Taking in refugees ad lib is a fine feel-good measure, but it’s nothing more than virtue-signaling.  All this does is “help” those fortunate enough to escape, while the receiving nations cynically turn their backs on, and abandon, those who cannot escape and remain trapped in what those receiving nations agree—by their acceptance of refugees—are terrible conditions in the originating countries.

No.

If the international community truly wants to help refugees, the constituent nations will attack the problem at the source. They’ll enter refugee-creating nations and help them (or force them) to correct the ills that create such squalid, criminal, and otherwise dangerous conditions that citizens feel constrained to risk their lives trekking across vast deserts with inadequate supplies and security and floating across wide seas in inadequate boats with inadequate supplies to another, any other, nation. They’ll move to eliminate, or vastly mitigate, the need for people to become refugees.

Enter another nation to force changes—what about those nations’ sovereignty? That’s a valid consideration, but we must weigh that against the deprecation of sovereignty caused by accepting—encouraging—the brain drain and the economic drain, such as it is, that is created by encouraging the flight of what’s left of the best of those nations from those nations.

We also must balance those refugee-creating nations’ sovereignty against the sovereignty and human rights of the people themselves left in that squalor and those criminal and otherwise dangerous conditions.

Impeachments

House Speaker Nancy Pelosi (D, CA) having successfully led her caucus into a strictly partisan (tribal, in Congresswoman Tulsi Gabbard’s (D, HI) words), impeachment, she now has said she’ll withhold her Articles of Impeachment until she gets her way on how the Senate will conduct its trial (and because she understands her caucus has no case to present for trial).

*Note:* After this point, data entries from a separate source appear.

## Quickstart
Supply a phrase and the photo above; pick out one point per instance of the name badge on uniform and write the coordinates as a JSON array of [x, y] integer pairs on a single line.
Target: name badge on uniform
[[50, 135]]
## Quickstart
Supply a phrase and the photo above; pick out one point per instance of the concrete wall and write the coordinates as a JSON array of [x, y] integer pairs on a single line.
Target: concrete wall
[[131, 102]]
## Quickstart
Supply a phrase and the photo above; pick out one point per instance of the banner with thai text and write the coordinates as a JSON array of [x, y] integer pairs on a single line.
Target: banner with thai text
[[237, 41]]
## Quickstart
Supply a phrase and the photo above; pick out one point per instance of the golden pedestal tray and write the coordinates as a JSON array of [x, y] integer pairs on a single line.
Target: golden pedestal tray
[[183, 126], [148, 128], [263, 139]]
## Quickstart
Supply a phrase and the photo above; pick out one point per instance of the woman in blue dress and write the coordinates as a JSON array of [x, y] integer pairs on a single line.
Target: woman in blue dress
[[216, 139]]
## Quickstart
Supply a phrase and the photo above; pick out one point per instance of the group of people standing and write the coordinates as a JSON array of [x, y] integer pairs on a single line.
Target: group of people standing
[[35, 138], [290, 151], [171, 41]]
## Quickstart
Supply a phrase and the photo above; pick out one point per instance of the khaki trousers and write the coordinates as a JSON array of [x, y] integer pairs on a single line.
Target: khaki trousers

Senate Minority Leader Chuck Schumer (D, NY), working in concert with his BFF in the House, is demanding that the Senate call additional witnesses, confessing thereby that the House Progressive-Democrat caucus has not produced sufficient evidence to make its case.

Both are wrong, though.  This is not an Article III or State criminal trial proceeding; it’s a Federal Legislative Branch Impeachment proceeding.  The House investigates and develops the relevant facts.  The Senate conducts a trial based on those facts.

We are not Medieval England where the judges conduct their own investigation.

Even Pelosi and Schumer should understand that.